Lightweight solutions positive
'Reduced weight reduces fuel costs and increases cargo capacity. That's why we think of great weight reduction solutions early on during projects,' says Terje Våge of Ulstein Design & Solutions in Ulsteinvik.
Although weight is an important design criterion that has to be taken into account, Våge says that the centre of gravity is just as important.
'For most ships that we work on, it is the weight of the steel structure, cranes, winches, and towers that is dominant. The weight of the ship's fittings usually only amounts to 5-10 per cent of the total weight. It's not a particularly large proportion, but even in this respect good lightweight solutions are preferable as fittings are often positioned high up and towards the front, which can have a significant impact on the ship's centre of gravity,' he says.
Våge says that Norwegian manufacturers are a long way ahead of the pack when it comes to material selection and weight, and that the fittings and insulation in ships built in, e.g. the Far East, are often significantly heavier than ships built domestically.
Work assignments must be solved
Ulstein Design & Solutions' task is to help customers "to create" a ship that solves their work assignments in the best way possible.

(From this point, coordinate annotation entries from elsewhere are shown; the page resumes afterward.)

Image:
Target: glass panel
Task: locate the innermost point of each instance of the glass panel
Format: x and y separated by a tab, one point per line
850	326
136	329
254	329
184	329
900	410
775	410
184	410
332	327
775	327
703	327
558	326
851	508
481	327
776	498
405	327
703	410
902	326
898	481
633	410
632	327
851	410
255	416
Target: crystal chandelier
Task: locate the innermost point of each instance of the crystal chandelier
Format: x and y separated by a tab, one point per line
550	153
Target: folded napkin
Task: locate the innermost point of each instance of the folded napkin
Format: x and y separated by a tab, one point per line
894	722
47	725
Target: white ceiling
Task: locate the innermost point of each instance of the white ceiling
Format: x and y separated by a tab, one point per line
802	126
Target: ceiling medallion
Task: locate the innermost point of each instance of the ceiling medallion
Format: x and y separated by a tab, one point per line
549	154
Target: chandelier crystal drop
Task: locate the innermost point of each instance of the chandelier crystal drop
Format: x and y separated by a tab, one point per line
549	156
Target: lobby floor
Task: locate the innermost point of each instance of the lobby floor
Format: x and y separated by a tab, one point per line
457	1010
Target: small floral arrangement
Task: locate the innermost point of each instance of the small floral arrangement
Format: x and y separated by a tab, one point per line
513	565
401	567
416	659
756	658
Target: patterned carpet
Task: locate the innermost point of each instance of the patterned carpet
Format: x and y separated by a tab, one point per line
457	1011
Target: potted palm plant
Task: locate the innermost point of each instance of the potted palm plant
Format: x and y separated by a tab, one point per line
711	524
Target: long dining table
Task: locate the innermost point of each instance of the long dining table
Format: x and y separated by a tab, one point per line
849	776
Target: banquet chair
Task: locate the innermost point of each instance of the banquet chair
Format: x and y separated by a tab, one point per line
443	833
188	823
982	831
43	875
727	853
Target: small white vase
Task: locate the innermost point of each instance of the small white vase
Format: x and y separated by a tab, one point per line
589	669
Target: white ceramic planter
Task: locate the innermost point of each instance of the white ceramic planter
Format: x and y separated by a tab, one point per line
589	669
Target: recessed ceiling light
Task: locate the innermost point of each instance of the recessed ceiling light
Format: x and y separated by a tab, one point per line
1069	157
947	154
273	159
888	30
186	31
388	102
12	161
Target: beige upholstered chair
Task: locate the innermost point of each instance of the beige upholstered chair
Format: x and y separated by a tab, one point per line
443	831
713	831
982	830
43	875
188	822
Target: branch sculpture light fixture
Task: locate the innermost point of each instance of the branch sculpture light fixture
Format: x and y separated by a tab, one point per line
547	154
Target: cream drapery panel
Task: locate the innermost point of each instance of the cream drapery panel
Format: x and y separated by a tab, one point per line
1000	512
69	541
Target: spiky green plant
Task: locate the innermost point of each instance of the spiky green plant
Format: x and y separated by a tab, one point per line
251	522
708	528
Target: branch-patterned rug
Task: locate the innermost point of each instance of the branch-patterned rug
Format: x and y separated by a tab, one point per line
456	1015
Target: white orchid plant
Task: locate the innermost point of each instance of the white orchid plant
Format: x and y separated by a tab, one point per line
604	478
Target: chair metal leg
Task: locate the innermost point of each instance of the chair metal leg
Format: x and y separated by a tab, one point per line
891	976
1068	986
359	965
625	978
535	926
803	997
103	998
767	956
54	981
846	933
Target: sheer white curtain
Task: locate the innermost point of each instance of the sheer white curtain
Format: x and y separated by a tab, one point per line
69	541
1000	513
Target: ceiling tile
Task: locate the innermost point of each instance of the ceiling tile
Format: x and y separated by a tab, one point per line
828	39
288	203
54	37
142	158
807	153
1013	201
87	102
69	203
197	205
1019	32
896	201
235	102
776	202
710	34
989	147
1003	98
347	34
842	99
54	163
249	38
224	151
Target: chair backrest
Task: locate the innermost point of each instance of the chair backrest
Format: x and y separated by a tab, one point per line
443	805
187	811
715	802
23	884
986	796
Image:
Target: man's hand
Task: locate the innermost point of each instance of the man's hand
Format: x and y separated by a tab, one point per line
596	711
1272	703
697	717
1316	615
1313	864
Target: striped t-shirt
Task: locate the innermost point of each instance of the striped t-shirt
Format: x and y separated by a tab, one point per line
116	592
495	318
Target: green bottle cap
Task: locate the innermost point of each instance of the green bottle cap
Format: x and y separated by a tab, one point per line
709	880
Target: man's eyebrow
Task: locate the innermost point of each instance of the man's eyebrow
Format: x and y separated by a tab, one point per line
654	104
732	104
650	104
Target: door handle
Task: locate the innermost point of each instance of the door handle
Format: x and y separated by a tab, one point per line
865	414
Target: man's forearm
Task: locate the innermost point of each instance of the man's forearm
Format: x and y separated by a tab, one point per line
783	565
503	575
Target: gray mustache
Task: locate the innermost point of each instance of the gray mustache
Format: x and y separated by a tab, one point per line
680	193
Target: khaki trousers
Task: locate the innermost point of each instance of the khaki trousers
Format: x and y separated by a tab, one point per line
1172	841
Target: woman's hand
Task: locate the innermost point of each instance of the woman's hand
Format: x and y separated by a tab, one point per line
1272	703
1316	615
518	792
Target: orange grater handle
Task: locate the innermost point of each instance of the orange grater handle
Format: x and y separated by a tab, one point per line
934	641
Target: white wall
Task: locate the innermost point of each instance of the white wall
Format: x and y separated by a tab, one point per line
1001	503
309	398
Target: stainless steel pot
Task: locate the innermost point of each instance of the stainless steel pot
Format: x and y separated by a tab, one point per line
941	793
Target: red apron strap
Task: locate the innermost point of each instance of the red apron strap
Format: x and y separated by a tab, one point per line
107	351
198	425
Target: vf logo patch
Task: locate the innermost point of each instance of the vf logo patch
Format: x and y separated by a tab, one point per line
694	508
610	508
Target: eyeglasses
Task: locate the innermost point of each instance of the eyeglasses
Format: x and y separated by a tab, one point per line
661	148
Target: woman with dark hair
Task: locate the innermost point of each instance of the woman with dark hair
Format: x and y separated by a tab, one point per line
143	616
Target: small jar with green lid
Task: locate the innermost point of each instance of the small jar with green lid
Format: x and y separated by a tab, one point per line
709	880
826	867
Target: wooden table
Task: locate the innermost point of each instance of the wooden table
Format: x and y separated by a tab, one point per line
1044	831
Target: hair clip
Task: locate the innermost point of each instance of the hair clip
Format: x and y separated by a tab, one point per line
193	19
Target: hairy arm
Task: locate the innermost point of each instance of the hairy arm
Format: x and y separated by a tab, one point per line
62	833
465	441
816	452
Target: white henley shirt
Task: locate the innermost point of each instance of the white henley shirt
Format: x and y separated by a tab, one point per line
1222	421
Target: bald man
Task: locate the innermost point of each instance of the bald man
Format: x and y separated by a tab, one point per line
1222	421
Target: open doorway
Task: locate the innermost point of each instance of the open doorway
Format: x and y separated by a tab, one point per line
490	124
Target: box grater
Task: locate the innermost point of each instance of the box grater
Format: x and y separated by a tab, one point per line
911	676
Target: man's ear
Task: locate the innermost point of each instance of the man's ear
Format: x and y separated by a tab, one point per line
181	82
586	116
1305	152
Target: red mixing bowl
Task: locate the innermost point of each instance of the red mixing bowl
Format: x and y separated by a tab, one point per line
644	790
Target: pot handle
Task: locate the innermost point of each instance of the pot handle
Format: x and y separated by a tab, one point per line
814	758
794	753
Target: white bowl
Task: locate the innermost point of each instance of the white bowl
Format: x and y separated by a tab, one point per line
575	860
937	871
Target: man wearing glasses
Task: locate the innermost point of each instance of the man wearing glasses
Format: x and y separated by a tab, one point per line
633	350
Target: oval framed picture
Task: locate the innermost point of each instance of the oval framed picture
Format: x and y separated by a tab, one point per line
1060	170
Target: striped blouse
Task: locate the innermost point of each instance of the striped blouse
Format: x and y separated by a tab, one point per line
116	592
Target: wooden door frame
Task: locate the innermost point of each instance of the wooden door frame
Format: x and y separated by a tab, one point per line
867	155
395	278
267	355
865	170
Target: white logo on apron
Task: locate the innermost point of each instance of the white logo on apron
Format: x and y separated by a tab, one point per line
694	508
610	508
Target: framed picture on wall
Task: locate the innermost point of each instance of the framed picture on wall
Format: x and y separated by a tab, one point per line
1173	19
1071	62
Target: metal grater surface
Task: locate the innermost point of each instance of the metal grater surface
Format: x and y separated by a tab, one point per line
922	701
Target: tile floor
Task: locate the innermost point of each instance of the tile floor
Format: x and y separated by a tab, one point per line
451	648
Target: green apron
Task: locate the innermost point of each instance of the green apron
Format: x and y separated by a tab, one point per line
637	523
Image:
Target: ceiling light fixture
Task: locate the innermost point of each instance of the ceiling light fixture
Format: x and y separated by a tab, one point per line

'When we design a ship, we have to fully understand the customer's needs and wishes, and "create a tool" that covers that need. Different types of ships solve different work assignments, but no matter what these variables are, weight is always an important parameter. Ships that are too heavy will have fuel costs that are too high and cargo capacities that are too low. When we choose solutions, our goal is to design a ship that offers the optimum performance for all parameters,' says Våge, and gives an example: ships that carry equipment to oil installations require large cargo decks, while seismic vessels need a big hanger, and a diving boat has completely different needs altogether.
'Very often when we sign contracts, deadweight and cargo capacity are included as separate points, as they are two of the very few specific figures that can be contractually tied up to speed,' says Våge.